Он хвалился их новой жизнью. Они осели в деревне Куклен. Купили у греческого переселенца дом, около полутора гектаров земли, небольшой виноградник…
Мы поднялись в старую часть города. Узкие крутые улочки с разбитой булыжной мостовой и высокими двухэтажными домами. Здесь террасы противоположных домов расположены так близко, что люди могут через улицу подавать друг другу руку. Маленькие окна, низкие заборы. В грязных домах женщины стирают, и помои текут до самой середины улицы… Кричат дети, у дверей сидят старухи и оглядывают нас…

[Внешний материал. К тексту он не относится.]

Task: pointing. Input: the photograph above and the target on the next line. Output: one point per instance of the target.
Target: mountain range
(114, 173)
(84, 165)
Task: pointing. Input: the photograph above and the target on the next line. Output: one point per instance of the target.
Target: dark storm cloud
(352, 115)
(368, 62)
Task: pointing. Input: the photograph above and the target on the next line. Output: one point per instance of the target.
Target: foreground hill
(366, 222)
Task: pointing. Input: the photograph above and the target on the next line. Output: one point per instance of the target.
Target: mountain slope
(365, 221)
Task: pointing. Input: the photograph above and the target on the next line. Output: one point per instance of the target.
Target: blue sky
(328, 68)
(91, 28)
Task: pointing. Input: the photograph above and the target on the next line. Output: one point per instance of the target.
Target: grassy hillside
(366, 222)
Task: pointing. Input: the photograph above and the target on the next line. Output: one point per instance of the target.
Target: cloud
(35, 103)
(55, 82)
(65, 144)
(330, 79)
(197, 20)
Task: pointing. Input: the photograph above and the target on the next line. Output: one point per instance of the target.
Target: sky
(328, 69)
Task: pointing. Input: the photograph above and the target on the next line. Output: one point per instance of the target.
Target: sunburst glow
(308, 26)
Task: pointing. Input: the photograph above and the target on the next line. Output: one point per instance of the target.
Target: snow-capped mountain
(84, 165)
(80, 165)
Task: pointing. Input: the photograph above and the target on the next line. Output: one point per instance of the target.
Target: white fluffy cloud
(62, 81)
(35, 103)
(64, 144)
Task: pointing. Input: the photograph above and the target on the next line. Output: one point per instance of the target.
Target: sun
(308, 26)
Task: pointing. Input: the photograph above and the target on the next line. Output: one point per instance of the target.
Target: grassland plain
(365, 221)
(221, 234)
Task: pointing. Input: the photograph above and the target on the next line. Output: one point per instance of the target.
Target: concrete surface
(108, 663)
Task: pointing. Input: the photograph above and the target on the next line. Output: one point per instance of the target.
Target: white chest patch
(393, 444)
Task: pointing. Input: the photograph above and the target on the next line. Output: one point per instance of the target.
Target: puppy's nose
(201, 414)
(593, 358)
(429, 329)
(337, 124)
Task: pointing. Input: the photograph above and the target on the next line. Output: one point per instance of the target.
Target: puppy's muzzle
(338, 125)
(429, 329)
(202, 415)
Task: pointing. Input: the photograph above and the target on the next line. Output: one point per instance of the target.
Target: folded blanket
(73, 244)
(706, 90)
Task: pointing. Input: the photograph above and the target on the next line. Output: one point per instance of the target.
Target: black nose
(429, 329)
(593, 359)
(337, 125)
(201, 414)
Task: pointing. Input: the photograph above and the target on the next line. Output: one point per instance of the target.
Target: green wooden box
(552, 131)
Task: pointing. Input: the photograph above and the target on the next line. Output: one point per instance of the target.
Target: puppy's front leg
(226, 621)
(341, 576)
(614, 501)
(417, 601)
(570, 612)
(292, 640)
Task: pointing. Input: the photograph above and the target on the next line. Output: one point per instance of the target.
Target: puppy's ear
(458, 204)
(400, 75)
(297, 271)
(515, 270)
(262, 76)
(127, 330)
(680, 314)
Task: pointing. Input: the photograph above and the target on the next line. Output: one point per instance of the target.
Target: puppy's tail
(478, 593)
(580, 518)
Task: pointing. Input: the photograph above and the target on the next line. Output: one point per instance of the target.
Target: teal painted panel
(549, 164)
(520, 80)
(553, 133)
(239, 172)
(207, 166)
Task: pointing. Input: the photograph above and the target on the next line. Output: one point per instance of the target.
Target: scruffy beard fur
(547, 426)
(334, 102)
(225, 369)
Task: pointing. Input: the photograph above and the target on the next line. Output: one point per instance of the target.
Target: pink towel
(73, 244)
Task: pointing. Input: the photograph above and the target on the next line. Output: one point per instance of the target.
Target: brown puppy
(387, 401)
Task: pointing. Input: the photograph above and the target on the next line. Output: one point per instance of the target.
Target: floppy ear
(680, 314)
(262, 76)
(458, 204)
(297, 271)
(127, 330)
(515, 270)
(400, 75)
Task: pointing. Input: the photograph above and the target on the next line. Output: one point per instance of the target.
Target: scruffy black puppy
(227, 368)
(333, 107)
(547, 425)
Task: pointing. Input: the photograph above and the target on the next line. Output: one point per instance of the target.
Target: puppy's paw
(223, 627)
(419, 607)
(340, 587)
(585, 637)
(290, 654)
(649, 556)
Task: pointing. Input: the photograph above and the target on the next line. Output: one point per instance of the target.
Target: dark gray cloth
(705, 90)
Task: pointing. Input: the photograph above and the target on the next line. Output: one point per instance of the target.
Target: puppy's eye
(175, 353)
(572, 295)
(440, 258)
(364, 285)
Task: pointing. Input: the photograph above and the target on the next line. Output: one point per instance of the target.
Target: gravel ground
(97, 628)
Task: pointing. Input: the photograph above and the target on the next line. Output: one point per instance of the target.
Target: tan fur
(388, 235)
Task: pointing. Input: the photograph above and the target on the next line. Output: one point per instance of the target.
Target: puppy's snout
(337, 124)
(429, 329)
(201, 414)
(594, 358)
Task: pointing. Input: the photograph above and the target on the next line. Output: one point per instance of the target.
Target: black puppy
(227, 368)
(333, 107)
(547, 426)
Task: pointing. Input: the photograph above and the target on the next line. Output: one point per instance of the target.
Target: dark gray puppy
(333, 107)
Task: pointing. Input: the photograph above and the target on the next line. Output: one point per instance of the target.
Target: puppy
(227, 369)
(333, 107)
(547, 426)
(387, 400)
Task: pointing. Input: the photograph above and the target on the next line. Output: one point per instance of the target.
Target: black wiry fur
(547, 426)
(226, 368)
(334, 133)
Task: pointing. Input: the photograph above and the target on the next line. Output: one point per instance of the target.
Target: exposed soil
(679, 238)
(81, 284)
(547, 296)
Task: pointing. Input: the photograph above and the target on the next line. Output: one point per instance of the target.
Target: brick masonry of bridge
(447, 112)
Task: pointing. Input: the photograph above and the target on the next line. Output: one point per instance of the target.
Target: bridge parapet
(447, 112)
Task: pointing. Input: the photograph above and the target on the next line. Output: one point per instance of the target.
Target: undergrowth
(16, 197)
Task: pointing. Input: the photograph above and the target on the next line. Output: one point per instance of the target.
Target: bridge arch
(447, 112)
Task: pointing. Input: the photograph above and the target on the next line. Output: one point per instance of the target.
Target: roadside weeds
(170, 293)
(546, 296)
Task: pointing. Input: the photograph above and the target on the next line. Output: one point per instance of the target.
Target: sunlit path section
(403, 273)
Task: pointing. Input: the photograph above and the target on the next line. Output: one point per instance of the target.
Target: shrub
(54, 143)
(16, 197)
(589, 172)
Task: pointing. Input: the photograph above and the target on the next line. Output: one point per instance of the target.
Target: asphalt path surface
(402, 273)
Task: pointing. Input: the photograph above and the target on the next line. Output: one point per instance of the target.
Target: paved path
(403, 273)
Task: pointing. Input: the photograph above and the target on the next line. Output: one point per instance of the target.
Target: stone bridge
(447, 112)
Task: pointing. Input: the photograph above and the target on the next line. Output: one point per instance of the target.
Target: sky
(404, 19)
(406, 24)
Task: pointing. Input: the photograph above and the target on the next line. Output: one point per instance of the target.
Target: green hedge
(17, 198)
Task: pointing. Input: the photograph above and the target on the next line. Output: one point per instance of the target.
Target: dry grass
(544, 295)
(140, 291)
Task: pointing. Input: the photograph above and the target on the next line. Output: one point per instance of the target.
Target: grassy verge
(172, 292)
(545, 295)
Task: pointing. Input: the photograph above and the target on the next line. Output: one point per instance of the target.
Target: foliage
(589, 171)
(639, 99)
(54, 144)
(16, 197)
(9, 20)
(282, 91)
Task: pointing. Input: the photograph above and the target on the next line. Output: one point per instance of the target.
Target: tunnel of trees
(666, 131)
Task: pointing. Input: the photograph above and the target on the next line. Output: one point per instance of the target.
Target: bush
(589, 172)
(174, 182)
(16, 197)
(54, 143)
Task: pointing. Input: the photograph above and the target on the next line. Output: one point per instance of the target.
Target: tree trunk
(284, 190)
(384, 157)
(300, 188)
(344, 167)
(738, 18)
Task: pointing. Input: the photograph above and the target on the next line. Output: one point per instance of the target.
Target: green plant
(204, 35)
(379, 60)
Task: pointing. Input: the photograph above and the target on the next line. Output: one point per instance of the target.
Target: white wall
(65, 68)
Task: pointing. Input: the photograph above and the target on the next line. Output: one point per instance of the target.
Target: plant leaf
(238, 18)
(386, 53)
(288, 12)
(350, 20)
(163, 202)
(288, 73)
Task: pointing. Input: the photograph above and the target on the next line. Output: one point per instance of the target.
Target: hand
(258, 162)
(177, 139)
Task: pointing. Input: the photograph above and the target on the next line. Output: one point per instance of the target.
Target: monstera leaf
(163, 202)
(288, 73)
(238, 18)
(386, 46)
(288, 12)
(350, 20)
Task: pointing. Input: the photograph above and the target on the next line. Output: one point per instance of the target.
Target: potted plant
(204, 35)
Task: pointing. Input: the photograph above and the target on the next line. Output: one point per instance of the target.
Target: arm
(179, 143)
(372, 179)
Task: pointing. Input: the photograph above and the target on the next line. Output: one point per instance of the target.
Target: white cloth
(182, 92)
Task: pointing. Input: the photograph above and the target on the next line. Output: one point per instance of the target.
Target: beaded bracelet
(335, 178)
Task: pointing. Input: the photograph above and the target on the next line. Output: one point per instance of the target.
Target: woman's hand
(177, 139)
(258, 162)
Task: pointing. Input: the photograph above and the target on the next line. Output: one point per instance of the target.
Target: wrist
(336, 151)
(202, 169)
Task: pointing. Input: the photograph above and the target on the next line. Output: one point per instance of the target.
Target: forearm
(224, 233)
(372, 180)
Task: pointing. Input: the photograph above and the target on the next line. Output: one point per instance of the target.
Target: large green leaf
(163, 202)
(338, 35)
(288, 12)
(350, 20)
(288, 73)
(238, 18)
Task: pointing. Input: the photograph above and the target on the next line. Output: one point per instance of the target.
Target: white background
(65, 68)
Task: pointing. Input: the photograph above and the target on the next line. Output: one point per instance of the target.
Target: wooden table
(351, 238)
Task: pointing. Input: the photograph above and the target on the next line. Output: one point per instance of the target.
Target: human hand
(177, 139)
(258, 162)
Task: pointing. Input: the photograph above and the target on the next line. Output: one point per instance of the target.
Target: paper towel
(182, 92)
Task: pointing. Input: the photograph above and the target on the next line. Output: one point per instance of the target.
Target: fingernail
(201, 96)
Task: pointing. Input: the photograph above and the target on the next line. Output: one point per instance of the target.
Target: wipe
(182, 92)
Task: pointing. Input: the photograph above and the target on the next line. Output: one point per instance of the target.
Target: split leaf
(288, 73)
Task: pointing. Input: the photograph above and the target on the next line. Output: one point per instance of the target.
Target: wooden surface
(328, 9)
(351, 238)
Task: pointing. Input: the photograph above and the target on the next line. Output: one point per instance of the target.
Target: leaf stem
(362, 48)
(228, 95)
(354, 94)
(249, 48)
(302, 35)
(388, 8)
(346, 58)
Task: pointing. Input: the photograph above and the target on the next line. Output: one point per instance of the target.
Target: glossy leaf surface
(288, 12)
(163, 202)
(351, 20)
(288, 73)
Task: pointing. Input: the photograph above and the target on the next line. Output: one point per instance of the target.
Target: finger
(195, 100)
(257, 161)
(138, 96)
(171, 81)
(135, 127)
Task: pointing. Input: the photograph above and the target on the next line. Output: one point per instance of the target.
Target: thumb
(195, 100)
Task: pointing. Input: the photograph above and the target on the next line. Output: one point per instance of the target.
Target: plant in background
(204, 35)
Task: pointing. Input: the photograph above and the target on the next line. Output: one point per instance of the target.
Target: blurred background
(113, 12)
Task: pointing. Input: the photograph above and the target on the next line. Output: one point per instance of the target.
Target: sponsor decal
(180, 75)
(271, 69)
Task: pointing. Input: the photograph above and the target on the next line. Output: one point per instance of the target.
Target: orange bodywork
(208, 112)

Когда мы вернулись, дедушка Продан нас ждал. Я только сейчас разглядел, как он изменился! Похудел, волосы поредели. Он похлопал меня по плечу и, улыбаясь, приподнял.
— Эге! Когда-то перышком был, а теперь настоящий мужчина, ученый парень…
И он с веселым старческим смехом прижал меня к себе. Потом посмотрел как-то виновато. Не пересолил ли он со своей нежностью?
— Приходи как-нибудь познакомиться с теткой, с детьми… — И он взглянул на меня проницательно и в то же время робко. — А? Придешь?
— Приду, дедушка, ну как же не прийти? — уверяю я его, потому что мне действительно очень хочется повидать и незнакомую тетку, и детей. — Мы часто ходим в монастырь Святой целитель, а оттуда два шага…
В голове у меня толпились разные мысли. Как сильно я любил дядю Вангела и дедушку Продана! Но почему-то стеснялся признаться в этом самому себе… Я вспомнил наше прощание там, на турецком посту, когда они уезжали обратно. Как мучительно сжималось у меня сердце: вот они уедут, и я больше никогда их не увижу… А теперь они опять здесь, но я смотрю на них равнодушно, и они мне словно чужие… Я укорял себя за это и осуждал… понимая, что они волновались, но не смели выразить свои чувства. Я их сковывал.
Тринадцатая глава
Родная земля
Когда я еду по Текии, я прежде всего ищу взглядом минарет сельской мечети. Сначала два ряда покрытых виноградниками холмов смыкаются за моей спиной. Голой степи становится все меньше, стена тополей и ольхи растет, и сквозь нее, как мачта невидимого корабля, подымается к небу одинокий минарет. Я еду к нашим — отец написал, что и он со всей семьей перебирается в город, так как получил должность в Народном банке. Он звал меня пожить немного в селе и вместе с ними вернуться обратно.
Даже и Воронок, лошадка тети Йовки, радостно пофыркивает, словно чувствуя приближение знакомых и родных мест. Текия — пустая равнина, песчаная и бесплодная; трава на ней высохла и пожелтела еще до георгиева дня.
Колеса телеги катятся бесшумно. Дорога расстелилась мягким одеялом, не слышно даже топота копыт.
Проходит много времени, пока картина наконец меняется. Лошадка машет хвостом, может быть радуясь, что вот кончается степь, начинаются виноградники, потом бахчи и рисовые поля. На каждом шагу вода, холодные родники, хочешь — пей, не хочешь — спокойно продолжай путь дальше.
Воронок прядает ушами, ныряет в прохладную тень — сердце его радостно бьется, все это ему давно знакомо. Минарет за деревьями, словно маяк, показывает нам, что мы уже близко. Он всегда воскрешает во мне одно и то же воспоминание.
На верхнюю площадку давно не поднимался муэдзин и не призывал правоверных к молитве. Конусообразная крыша сорвана сильной бурей, теперь вместо нее гнездо аиста. Люди прозвали аиста «ходжа». Когда он начинает щелкать клювом, подняв голову к небу, все говорят:
— Ходжа кричит.
С тех пор как уехали переселенцы, мечеть пришла в упадок. Время источило ее, как болезнь, разъело стены, разрушило оконные решетки. Кладбище в ее дворе потонуло в бурьяне, потолок турецкой школы провалился. Под стрехами поселились совы. Внутри минарета ступени обвалились, и уже было невозможно подняться наверх.